ANCASTER, ON, March 2, 2020 /CNW/ - Hereditary Amyloidosis Canada (HAC) is joined by the Regroupement québécois des maladies orphelines (RQMO) in commending the Canadian Agency for Drugs and Technologies in Health (CADTH) and the Institut national d'excellence en santé et services sociaux (INESSS) for both recommending that Tegsedi™ (inotersen) and Onpattro™ (patisiran) be reimbursed by public drug plans for the treatment of polyneuropathy in adults with hereditary transthyretin-mediated amyloidosis (hATTR).
"We're so pleased that the voices of hATTR amyloidosis patients, families and their caregivers are being heard regarding the dire need for publicly funded access to new treatment options like Tegsedi and Onpattro," said Anne Marie Carr, Founder and President of Hereditary Amyloidosis Canada. "We urge all provincial and territorial governments to make these therapies accessible through their respective drug plans as quickly as possible to allow for the best possible outcomes for patients living with this life-limiting disease."
hATTR amyloidosis is a rare, genetic disease which can lead to significant disability and death. The disease occurs when there is a build-up of abnormal or "misfolded" proteins – known as amyloid fibrils – in the body's tissues and/or organs. The progressive accumulation of amyloid deposits leads to sensory, motor and autonomic dysfunction, often having debilitating effects on multiple aspects of a patient's life. Left untreated, the life expectancy of hATTR amyloidosis patients can be as little as 2.5 years from symptom onset. Until recently, the only available treatment for hATTR amyloidosis was liver transplant.

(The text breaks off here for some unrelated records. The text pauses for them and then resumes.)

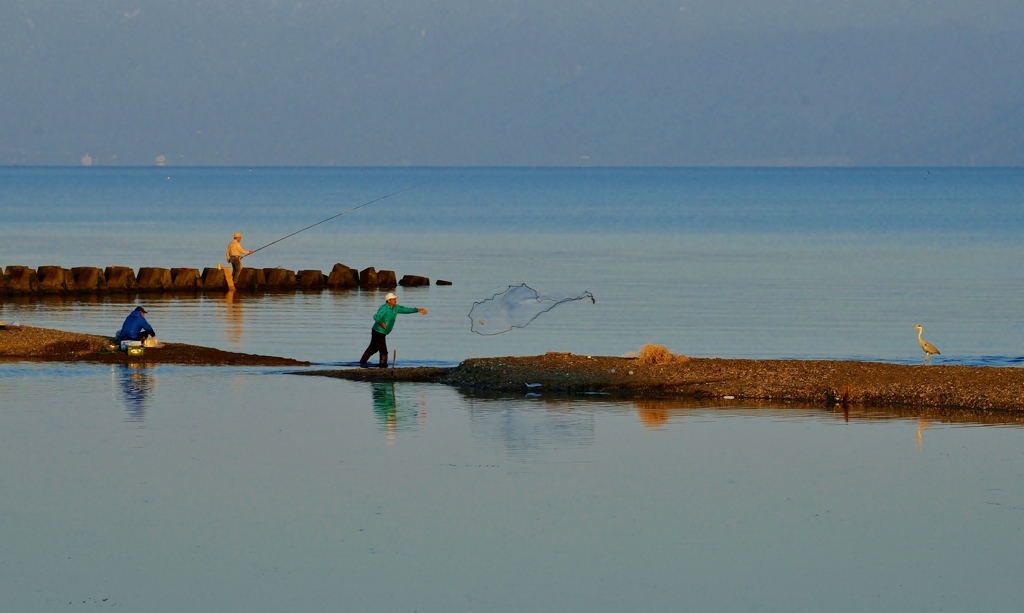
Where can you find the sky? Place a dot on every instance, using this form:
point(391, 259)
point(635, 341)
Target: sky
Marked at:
point(512, 83)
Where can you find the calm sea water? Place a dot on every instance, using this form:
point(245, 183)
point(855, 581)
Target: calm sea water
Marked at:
point(808, 263)
point(178, 488)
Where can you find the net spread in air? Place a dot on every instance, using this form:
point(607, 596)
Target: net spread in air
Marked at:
point(515, 307)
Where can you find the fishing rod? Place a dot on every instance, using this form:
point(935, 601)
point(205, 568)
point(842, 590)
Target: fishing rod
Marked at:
point(335, 216)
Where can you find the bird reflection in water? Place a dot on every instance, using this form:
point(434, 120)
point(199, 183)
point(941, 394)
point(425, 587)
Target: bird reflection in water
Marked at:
point(396, 413)
point(923, 425)
point(235, 319)
point(137, 384)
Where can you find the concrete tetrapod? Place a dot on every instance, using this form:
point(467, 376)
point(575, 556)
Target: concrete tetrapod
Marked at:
point(250, 278)
point(214, 279)
point(280, 278)
point(120, 278)
point(54, 279)
point(311, 279)
point(342, 276)
point(88, 279)
point(413, 280)
point(155, 279)
point(186, 278)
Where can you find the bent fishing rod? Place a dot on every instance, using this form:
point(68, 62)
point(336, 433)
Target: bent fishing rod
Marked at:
point(377, 200)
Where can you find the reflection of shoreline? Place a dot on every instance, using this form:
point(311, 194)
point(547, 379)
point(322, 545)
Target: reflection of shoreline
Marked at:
point(526, 427)
point(136, 384)
point(674, 407)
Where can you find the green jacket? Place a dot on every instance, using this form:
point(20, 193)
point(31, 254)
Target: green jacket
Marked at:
point(385, 316)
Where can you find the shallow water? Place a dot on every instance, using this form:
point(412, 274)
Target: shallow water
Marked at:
point(805, 263)
point(176, 488)
point(181, 488)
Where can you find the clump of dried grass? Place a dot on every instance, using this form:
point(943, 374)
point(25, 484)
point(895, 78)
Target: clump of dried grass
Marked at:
point(656, 354)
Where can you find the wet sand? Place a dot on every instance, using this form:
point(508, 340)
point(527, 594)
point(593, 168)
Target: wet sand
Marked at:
point(815, 382)
point(53, 345)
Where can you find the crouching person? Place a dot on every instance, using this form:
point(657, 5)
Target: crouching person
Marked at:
point(135, 326)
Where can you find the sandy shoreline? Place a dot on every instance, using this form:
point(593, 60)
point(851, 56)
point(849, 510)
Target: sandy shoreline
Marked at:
point(821, 383)
point(815, 382)
point(53, 345)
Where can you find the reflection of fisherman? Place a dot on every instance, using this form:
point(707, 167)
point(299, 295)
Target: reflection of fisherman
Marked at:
point(386, 407)
point(383, 324)
point(135, 326)
point(233, 255)
point(136, 385)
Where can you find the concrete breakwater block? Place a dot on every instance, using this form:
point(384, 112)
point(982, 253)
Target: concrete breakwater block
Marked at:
point(214, 279)
point(186, 279)
point(343, 276)
point(88, 279)
point(22, 279)
point(371, 277)
point(311, 279)
point(280, 278)
point(250, 278)
point(54, 279)
point(413, 280)
point(368, 276)
point(154, 279)
point(120, 278)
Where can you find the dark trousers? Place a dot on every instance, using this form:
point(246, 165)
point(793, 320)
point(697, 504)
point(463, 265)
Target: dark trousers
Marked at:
point(378, 344)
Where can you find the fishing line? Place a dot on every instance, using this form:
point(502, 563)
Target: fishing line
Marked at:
point(335, 216)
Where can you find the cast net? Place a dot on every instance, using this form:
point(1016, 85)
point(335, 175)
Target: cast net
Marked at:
point(515, 307)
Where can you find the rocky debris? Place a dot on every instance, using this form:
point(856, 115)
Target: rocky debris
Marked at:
point(368, 277)
point(412, 280)
point(43, 344)
point(88, 279)
point(84, 279)
point(817, 382)
point(22, 279)
point(214, 278)
point(154, 279)
point(311, 279)
point(54, 279)
point(279, 278)
point(250, 278)
point(120, 278)
point(186, 279)
point(342, 276)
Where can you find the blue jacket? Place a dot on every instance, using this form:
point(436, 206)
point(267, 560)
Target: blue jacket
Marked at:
point(133, 325)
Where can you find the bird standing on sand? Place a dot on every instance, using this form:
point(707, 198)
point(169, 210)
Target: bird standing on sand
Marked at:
point(927, 347)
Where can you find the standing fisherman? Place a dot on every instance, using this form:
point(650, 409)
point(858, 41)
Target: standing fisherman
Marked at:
point(383, 324)
point(233, 255)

"Early and accurate diagnosis is important due to the rapid, natural progression of hATTR amyloidosis," said Dr. Vera Bril, Professor of Medicine at the University of Toronto and Director of the Neuromuscular Section of Neurology at the University of Toronto. "The approval of new treatments specifically designed to prevent the formation of abnormal amyloid proteins in the body has created a new urgency to appropriately treat patients who may benefit from these new therapies."
In October 2018, Health Canada approved Tegsedi as the first treatment for polyneuropathy in adult patients with hATTR amyloidosis, followed by the approval of a second treatment, Onpattro, in July 2019. The manufacturers of both treatments are currently in active negotiations with the pan-Canadian Pharmaceutical Alliance (pCPA).
"Due to the complexity of this rare genetic disease, patients can experience a lengthy delay in diagnosis, making it even more important to ensure that all approved treatment options are accessible to patients no matter where they live in Canada," said Gail Ouellette, a geneticist, genetic counsellor and Executive Director of Regroupement québécois des maladies orphelines (RQMO).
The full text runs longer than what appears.